笠原 ですからいろいろな面で関口建設さんとは切っても切れない縁があるんですね。基本は本動堂と篠塚のお子さん達を預かるという最初の流れで今まできています。他からも来たい方は誰でもいいですよという形で門を広げて、本動堂と篠塚を中心にしながら、尚かつ藤岡市中から、ここの園を気に入ってもらった人が今は来ています。圧倒的に本動堂と篠塚の方が多いです。

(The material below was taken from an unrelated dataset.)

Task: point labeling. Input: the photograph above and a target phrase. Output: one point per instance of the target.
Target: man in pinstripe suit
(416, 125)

関口 昔その話はちょっとだけ聞いたことがありますね。

笠原 私立とは言いながら地区立、まあ地区で建てたという姿はずっとそのままで現在も続いています。ですからここの役員さんは、本動堂と篠塚の人以外は役員になっていません。本動堂の区長さんとか民政委員さんとか学識経験の方、篠塚も同じ条件の方に役員になってもらっています。社会福祉法人ですから、社会福祉に明るい人という人が基本にはなるのですが、地域を背負ってくださる方々を役員にということです。おじいさんにも理事長をして頂いたりという歴史があります。ここの縁は本当に地域の方々がずっと関わって来てくれていて、切ってっも切れない間柄になっています。

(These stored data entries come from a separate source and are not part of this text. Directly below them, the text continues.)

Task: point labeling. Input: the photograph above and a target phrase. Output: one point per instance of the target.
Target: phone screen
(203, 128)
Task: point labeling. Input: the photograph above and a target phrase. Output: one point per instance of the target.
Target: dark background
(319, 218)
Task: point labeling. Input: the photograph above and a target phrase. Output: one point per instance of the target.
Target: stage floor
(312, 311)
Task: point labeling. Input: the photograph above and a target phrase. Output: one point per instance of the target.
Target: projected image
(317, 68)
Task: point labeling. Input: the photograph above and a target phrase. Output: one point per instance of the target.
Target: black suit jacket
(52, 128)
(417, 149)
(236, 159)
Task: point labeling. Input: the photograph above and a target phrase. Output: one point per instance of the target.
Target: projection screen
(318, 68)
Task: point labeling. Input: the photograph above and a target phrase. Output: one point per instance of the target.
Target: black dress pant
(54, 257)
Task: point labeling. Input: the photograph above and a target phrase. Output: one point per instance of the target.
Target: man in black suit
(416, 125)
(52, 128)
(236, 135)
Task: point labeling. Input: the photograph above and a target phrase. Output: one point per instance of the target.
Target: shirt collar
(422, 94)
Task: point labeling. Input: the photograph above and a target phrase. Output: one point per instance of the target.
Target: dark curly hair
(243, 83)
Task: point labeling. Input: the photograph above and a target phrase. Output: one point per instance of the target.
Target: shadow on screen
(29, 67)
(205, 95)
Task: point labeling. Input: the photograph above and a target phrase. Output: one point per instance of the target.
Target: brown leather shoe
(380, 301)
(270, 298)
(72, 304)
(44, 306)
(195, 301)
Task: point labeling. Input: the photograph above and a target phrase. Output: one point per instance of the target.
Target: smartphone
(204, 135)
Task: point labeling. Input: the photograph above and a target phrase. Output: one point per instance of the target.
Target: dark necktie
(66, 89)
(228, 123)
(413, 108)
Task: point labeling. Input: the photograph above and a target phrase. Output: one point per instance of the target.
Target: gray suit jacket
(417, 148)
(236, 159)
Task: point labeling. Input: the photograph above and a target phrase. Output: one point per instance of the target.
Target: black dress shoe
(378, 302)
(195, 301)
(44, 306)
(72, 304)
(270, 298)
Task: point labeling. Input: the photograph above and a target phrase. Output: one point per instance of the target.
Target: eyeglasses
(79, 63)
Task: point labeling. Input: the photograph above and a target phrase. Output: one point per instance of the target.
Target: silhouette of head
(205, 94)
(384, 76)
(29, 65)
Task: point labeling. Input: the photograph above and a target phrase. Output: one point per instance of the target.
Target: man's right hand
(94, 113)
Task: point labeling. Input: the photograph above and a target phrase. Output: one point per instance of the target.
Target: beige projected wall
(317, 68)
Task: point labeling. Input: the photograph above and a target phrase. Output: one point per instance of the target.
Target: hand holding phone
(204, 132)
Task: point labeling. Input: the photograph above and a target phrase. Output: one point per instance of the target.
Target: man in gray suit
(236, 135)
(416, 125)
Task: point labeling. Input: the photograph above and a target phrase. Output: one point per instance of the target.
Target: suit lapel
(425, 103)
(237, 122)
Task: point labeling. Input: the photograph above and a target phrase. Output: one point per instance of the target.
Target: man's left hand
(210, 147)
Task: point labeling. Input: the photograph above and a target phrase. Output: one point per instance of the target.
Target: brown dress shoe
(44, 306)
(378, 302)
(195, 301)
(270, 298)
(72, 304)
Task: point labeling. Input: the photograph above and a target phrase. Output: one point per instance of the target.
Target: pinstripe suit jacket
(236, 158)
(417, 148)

関口 全く違う業種から来たとおっしゃっていましたが、以前は何をされていたのですか。

笠原 前はJAに勤めていました。役員を2期させてもらって44年間JAにいました。足の先から頭の先まで全然関係のない仕事にいたって言うか。全く畑違いです。やったことのないところへポンってやらざるを得なくなっちゃって。社会福祉そのものも専門じゃないですから全然分からなくて。ここに来てから勉強させてもらっています。一般常識的なことはね大人ですから分かっているつもりでいるのですけれども中々難しい業種ですね。株式会社との一番の違いは収入が全然違います。

関口 今言った収入の違うところというのは

笠原 株式会社は仕事して営業してやればやるほど利益が上がりますが、ここは定員通りに園児が入園すれば、親御さんからいただくものと行政からいただくものを合わせて、先生方に給料を払える金額になる仕組みです。ほぼ半分以上は皆さんから頂いている税金でこういう園は運営しています。園児を増やす営業をして、園児が増えた分に関しては行政からもらえますが、株式会社との違いは一生懸命業績を上げれば収入が増えるのとちょっと違うのですよね。行政からは定員に対して何割までは増えてもいいよという決まりがあるのですが、設備が整ってなかったら増やせないんです。教室の広さ、先生の数、そういのうで条件が整えば定員以上預かってもいいのですが上限があるんです。マスコミなどで話題になっている給料が安いとか、先生方の待遇が悪いとか。介護をやっている老人施設とかもそうですが、そういうイメージが強いですよね。園としてはなるべくそういう風にならないように心掛けているのですが、収入が決まっているのでその範囲でやらないとなりません。

建物が傷んだ時に、高額なお金がかかる時も困ってしまいますね。毎年毎年いくらかでも積み立てが出来て、ちょっとした修理ができりようになればいいのですけど。なかなか難しい面がありますね。だから、床暖とか電気とかも節約できることはしています。私なんかも民間人なので無駄なことはよそうと思って、やり過ぎて先生方に嫌がられます。きちっとした計画の中でいろんなことをやるというふうに私たちは民間でやってきました。ここも何かをする時にきちっと計画を作れって言われるんですよ。行き当たりばったり的なことはダメって。例えばイベントする時にどういう人が関わってどういう規模で、どの位地域の人に来てもらったりとかきちっと計画をたてるようにしています。

関口 園長が入られたことで計画を立てて、今まで曖昧だったものが計画を立てて園の中が少しづつ変わってきていると。

笠原 それはあると思いますね。家庭でも同じだと思いますが、そこはしっかり計画を立ててやろうと。いろんなことも補正を立てますし来期の事業計画も収支も予算もきちっと一般の会社と同じことをここもやらさせてもらって。日々の事業や行事についても計画はつくります。そこまでやっていたほうがいろいろな意味でいいのかなと。